Hi Sebastian,

I agree that this is either a decoder or inject issue.

First, can you confirm you are using version 0.7.3 of the decoder - I recently fixed an addressing bug in there.

Otherwise there are a couple of possibilities....
A) an as yet undiscovered decoder bug.
B) gaps in the trace that are not being communicated correctly making inject assume continuous trace when it is not.
C) some other misunderstanding/misinterpretation between decoder and perf inject.

Whichever it is I need to look at the raw trace data alongside the inject output at one of the A/B points and follow the packet => decode => inject flow to see why we get a bad address value.

Can you send me the capture you are using to create the examples you quote above - plus instructions on how to reproduce the output you were getting. I'll then up the logging on the decoder and walk through the trace decode path.

Regards

Mike
On Tue, 19 Sep 2017 at 23:05, Dehao Chen <dehao@google.com> wrote:
I agree. If we can fix the issue upstream, we don't want to have hacks downstream to patch the issue.

Dehao

On Tue, Sep 19, 2017 at 2:59 PM, Sebastian Pop <sebpop@gmail.com> wrote:


On Tue, Sep 19, 2017 at 3:16 PM, Dehao Chen <dehao@google.com> wrote:


On Tue, Sep 19, 2017 at 1:02 PM, Sebastian Pop <sebpop@gmail.com> wrote:
By popular demand, I started debugging this problem again.
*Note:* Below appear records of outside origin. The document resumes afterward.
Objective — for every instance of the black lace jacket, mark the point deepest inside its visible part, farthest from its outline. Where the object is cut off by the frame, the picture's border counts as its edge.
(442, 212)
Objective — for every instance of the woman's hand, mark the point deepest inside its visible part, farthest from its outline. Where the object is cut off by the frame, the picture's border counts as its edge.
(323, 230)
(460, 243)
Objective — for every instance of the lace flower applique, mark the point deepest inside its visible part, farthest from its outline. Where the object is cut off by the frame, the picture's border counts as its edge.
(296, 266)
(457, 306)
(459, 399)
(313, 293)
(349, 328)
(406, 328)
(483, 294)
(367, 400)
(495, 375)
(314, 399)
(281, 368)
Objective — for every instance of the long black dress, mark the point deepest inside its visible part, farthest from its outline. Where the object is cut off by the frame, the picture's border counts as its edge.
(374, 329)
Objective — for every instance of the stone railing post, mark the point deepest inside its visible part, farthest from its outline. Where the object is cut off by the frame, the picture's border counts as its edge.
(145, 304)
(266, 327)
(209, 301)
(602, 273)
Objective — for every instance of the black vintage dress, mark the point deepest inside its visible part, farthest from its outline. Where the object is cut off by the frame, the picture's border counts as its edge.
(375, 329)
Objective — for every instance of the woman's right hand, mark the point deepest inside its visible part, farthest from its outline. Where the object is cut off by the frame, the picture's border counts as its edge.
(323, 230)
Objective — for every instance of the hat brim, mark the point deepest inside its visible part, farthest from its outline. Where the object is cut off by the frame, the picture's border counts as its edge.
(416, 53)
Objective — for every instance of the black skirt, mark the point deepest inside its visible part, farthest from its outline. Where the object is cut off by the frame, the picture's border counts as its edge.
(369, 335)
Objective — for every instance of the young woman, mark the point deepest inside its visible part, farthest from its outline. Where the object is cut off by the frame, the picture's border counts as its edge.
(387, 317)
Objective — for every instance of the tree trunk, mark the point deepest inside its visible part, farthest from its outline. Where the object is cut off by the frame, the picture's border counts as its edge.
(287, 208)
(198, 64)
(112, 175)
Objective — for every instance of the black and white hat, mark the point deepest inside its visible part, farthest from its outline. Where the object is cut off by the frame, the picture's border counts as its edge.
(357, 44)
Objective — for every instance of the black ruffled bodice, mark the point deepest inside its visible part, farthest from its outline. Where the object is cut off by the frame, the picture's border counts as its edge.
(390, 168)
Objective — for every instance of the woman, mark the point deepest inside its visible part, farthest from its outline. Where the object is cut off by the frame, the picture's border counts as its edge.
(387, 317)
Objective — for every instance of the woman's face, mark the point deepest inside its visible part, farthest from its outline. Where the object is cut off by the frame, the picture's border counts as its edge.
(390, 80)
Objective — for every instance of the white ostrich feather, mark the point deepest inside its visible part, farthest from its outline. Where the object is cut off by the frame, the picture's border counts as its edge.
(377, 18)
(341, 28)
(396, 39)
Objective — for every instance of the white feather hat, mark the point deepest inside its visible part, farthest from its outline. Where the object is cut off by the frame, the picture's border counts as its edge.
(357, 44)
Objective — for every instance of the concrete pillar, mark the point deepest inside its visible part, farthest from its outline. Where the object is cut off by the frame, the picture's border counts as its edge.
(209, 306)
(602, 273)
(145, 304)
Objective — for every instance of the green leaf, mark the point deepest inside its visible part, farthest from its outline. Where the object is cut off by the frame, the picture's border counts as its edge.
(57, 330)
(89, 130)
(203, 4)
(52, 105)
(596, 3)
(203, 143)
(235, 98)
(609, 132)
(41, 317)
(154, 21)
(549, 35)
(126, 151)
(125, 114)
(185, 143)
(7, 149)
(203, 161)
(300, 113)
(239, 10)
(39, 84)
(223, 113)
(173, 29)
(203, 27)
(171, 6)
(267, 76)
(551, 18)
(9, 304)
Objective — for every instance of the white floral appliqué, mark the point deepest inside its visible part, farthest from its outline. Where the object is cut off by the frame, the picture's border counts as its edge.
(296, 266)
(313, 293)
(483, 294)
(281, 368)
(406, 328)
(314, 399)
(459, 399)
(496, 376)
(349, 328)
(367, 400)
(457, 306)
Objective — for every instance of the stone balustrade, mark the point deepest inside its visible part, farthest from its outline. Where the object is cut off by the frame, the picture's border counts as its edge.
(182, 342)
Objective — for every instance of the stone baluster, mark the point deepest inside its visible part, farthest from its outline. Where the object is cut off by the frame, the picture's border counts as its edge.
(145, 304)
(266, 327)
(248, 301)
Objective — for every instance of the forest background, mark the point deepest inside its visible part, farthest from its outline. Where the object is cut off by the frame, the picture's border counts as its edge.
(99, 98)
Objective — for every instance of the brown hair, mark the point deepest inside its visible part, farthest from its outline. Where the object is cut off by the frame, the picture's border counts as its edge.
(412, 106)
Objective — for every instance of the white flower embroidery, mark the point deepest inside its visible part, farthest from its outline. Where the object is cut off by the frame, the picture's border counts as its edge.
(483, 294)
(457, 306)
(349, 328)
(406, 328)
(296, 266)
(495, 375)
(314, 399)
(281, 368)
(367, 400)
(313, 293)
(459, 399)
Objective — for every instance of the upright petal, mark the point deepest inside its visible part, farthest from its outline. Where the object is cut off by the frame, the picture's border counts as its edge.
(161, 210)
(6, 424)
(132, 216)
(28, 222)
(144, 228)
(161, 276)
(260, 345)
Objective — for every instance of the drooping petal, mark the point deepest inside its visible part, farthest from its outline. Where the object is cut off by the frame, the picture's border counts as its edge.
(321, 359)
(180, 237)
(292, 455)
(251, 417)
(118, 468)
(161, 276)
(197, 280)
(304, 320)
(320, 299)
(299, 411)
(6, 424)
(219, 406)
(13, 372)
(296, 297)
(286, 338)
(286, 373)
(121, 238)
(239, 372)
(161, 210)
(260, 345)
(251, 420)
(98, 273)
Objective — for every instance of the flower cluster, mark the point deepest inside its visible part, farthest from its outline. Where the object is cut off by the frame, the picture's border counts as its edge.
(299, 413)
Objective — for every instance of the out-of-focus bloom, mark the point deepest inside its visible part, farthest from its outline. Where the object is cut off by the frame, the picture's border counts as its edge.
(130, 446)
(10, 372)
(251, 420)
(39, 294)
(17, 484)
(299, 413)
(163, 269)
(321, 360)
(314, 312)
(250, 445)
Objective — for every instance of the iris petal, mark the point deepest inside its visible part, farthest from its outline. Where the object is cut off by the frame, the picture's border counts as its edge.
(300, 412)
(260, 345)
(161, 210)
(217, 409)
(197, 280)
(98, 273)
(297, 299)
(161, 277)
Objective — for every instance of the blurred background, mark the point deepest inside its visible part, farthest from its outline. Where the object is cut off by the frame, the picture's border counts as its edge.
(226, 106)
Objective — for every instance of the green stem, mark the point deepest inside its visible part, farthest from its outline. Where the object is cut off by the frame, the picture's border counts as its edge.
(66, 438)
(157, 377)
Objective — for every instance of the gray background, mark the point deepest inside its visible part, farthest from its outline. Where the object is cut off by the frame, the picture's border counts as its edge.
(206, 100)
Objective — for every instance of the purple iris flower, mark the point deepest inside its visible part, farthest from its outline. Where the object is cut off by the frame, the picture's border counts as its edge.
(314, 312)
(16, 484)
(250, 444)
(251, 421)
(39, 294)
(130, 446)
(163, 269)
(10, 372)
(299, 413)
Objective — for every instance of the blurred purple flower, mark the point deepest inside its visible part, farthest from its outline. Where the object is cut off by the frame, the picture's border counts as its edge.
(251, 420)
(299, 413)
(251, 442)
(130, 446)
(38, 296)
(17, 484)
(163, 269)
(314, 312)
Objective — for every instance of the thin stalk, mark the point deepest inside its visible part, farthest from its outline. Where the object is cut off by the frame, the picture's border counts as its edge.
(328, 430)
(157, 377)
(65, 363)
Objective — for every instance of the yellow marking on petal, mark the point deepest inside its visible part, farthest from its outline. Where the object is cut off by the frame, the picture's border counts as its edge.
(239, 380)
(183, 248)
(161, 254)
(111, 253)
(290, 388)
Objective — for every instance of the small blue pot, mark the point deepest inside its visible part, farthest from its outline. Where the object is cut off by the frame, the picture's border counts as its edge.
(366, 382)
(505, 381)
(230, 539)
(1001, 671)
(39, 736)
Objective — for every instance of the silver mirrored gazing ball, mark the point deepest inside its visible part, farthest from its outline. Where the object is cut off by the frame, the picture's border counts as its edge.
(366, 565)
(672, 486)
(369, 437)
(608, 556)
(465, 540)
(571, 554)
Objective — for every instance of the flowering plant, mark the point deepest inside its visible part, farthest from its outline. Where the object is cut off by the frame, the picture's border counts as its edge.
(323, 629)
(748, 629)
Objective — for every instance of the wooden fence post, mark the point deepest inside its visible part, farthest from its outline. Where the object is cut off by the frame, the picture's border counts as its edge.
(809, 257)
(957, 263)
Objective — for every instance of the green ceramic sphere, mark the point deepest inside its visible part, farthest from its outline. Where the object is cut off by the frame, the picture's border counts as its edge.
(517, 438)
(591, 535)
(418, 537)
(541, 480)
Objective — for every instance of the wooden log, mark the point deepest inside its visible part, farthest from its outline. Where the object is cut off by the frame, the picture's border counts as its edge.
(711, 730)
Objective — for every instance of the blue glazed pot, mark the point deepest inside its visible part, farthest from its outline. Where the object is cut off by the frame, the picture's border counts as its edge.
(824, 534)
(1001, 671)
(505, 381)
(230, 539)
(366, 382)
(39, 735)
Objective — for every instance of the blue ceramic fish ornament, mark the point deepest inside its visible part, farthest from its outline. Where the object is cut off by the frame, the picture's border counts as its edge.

With the two patches that I posted earlier,
the traces seem correct with the exception of a few "holes"
where the trace seems to jump over a few instructions that
are not reported in the trace, creating jumps that do not exist
in the control flow graph of the code.

The nested loop for bubble sort is:

  4008a0:       9100e3a0        add     x0, x29, #0x38
  4008a4:       52800004        mov     w4, #0x0                        // #0
  4008a8:       29400402        ldp     w2, w1, [x0]
  4008ac:       6b02003f        cmp     w1, w2
  4008b0:       5400006a        b.ge    4008bc <sort_array+0x84>
  4008b4:       52800024        mov     w4, #0x1                        // #1
  4008b8:       29000801        stp     w1, w2, [x0]
  4008bc:       91001000        add     x0, x0, #0x4
  4008c0:       eb00007f        cmp     x3, x0
  4008c4:       54ffff21        b.ne    4008a8 <sort_array+0x70>
  4008c8:       35fffec4        cbnz    w4, 4008a0 <sort_array+0x68>


..... 34: 00000000004008b0 -> 00000000004008b4 0 cycles  P   0
..... 35: 00000000004008c4 -> 00000000004008a8 0 cycles  P   0
..... 36: 00000000004008b0 -> 00000000004008a8 0 cycles  P   0

edge #36 does not exist in the code: the trace is not correct here.
4008b0 is "b.ge    4008bc" and should either jump to 4008bc or
fall through to the next instruction 4008b4, and the trace wrongly
jumps to 4008a8.

Several hundred jumps later, we see this following sequence:

..... 40: 00000000004008c4 -> 00000000004008a8 0 cycles  P   0
..... 41: 00000000004008b0 -> 00000000004008b4 0 cycles  P   0
..... 42: 00000000004008c4 -> 00000000004008b4 0 cycles  P   0
..... 43: 00000000004008c4 -> 00000000004008a8 0 cycles  P   0

where edge #42 is not correct either: 4008c4 should either branch to
4008a8 or fall through to 4008c8.

Maybe these inconsistencies are due to interruptions in trace recordings?
I think that these interruptions could not be avoided in trace collections.

Dehao, could these wrong edges be fixed in the compiler when reading
the coverage file?

I cannot see an easy way for compiler/create_gcov tool to cover these issue. Why can't trace collection tool fix these issues? Looks a bug to me.


My thinking was that the compiler knows that there are no edges
between the blocks at these addresses and may just ignore the counts
at these addresses.

Maybe we can figure out why this pattern occurs and try to solve
it in either perf inject or in the decoder? The pattern looks very regular.

These first two errors occur at a distance of 389 branches,
the next error occurs after again 389 branches.
If we call the first incorrect jump "A" and the second incorrect jump "B",
we have this pattern:

A,
389 correct jumps,
B,
389 correct jumps,
A,
389 correct jumps,
B,

There are 343 occurrences of A and 322 of B in a trace of sorting 3000 elements.